A couple of entries ago, I riffed upon the art of shortening the short story. But having thought a little more about it, I’ve come to realise a lot of the short stories I’m most proud of are actually longer than 2000 words. I have written novels, but they’re a different class entirely.

My longest short is called An Abundance of Apples, clocking in at around 4500 words. This tells the story of a man who trades 26 items, each beginning with a different letter of the alphabet. This was always going to be the approximate length, and it gave some room to manoeuvre when telling the story.

Another of my favourites is The Cracked Goldfish Bowl, about a man with an amazing memory but no self-confidence. The final word count was 4300 words, but that’s merely because I kept thinking of new challenges to face the main character rather than creating an overarching plan.
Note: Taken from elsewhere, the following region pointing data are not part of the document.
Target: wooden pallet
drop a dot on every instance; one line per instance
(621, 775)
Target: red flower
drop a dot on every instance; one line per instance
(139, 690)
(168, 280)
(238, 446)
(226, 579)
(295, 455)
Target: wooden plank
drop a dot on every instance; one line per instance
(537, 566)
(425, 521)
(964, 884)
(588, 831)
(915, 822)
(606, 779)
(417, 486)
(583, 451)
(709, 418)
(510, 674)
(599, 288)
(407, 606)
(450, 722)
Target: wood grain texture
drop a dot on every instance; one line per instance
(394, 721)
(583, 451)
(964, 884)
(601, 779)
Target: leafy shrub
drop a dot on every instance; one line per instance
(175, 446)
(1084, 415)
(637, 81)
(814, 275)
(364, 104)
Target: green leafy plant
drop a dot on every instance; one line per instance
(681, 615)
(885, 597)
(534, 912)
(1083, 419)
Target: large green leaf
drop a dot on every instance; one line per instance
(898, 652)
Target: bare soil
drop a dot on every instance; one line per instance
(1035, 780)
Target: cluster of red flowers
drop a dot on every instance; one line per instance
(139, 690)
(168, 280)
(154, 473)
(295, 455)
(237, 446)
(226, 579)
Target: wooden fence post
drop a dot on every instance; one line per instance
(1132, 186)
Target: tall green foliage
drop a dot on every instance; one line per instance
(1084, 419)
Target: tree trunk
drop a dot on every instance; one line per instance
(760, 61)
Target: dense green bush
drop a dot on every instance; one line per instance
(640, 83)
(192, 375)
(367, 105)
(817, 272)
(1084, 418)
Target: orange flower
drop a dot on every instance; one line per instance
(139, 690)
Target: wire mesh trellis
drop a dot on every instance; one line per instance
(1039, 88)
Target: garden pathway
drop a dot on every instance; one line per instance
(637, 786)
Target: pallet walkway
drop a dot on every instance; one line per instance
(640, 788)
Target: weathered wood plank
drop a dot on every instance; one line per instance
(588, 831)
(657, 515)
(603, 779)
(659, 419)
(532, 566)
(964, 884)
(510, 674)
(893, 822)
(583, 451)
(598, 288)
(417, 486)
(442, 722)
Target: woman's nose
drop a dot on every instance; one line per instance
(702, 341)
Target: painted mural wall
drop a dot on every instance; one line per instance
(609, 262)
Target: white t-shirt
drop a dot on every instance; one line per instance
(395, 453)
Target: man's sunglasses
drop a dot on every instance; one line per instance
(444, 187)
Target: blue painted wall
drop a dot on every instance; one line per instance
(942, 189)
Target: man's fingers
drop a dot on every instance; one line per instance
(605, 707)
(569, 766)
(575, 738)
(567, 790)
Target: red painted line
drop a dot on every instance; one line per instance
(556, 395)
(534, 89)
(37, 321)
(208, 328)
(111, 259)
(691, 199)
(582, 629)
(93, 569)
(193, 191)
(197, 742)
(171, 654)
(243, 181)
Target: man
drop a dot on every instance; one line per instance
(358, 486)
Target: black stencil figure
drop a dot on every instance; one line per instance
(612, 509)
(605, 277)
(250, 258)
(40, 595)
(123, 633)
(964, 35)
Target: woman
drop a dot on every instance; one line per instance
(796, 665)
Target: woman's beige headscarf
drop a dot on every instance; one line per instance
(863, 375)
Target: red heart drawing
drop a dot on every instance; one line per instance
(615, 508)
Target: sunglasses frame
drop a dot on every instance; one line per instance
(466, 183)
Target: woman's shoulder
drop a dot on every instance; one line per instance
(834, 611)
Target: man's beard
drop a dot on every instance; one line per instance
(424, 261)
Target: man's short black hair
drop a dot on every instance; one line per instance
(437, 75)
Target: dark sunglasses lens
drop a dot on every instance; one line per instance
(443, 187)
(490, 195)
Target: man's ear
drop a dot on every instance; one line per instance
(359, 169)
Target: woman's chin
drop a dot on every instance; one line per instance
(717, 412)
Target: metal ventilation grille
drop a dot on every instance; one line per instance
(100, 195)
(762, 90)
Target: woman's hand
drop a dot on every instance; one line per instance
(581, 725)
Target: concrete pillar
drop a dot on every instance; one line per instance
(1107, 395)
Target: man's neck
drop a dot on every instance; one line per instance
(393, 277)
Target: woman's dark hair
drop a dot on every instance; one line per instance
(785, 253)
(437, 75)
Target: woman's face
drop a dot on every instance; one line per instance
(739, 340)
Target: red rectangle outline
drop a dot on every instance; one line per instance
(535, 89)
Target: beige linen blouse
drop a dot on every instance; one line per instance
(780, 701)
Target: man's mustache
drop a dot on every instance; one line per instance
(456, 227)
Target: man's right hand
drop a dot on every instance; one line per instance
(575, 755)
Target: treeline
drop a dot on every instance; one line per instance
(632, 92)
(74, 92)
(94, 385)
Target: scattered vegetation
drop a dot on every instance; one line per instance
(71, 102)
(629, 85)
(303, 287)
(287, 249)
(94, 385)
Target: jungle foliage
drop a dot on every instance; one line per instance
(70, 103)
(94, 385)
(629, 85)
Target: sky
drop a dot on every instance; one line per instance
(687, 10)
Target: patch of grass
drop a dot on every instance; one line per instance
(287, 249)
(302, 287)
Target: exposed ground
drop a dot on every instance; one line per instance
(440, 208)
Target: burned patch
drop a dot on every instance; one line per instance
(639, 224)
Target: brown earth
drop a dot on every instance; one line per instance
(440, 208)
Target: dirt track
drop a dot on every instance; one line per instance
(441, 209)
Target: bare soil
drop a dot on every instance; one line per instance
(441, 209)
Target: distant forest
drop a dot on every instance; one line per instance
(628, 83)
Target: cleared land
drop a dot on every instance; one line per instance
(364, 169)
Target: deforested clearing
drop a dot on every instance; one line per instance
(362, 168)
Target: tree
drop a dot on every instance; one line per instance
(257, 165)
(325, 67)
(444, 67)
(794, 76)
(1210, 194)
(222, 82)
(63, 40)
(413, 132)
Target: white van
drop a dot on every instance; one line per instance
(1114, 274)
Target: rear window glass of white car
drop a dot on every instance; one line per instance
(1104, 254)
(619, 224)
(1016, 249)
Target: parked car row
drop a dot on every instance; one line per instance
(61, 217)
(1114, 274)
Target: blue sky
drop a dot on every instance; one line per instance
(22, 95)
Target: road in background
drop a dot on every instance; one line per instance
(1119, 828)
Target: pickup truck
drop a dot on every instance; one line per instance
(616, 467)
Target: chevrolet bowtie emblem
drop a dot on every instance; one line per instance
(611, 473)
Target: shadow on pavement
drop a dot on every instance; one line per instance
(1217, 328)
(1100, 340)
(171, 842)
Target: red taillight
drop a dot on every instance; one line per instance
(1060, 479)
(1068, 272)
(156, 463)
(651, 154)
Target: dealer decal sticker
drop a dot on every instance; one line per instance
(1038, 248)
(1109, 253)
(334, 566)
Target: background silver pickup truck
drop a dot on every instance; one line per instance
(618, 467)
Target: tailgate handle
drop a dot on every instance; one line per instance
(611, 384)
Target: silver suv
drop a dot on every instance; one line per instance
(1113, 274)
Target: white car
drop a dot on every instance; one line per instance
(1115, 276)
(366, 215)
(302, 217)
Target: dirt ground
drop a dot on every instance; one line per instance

I tend to approach my short stories from the top downwards. Sometimes I know where I’m going to end up, but often I let the story wander as it wishes. An artist I know, Jennifer Robson, prefers the meandering approach to her sewing, as she doesn’t feel challenged if she knows what the end result will be.

I’m a strong believer in writing a proper ending to a story, whether that ending is known beforehand or not. Sadly I’ve read too many ‘two-thirds’ pieces with a great set up, and enjoyable narrative, but the writer has omitted a satisfactory conclusion, leaving it to flop out with a vague sentence or two. That final third might have made all the difference.

What I’m saying is that some stories need cut down to size, as discussed in that last entry, while others require some room to breathe. The question is which approach is the best one to take for that particular story.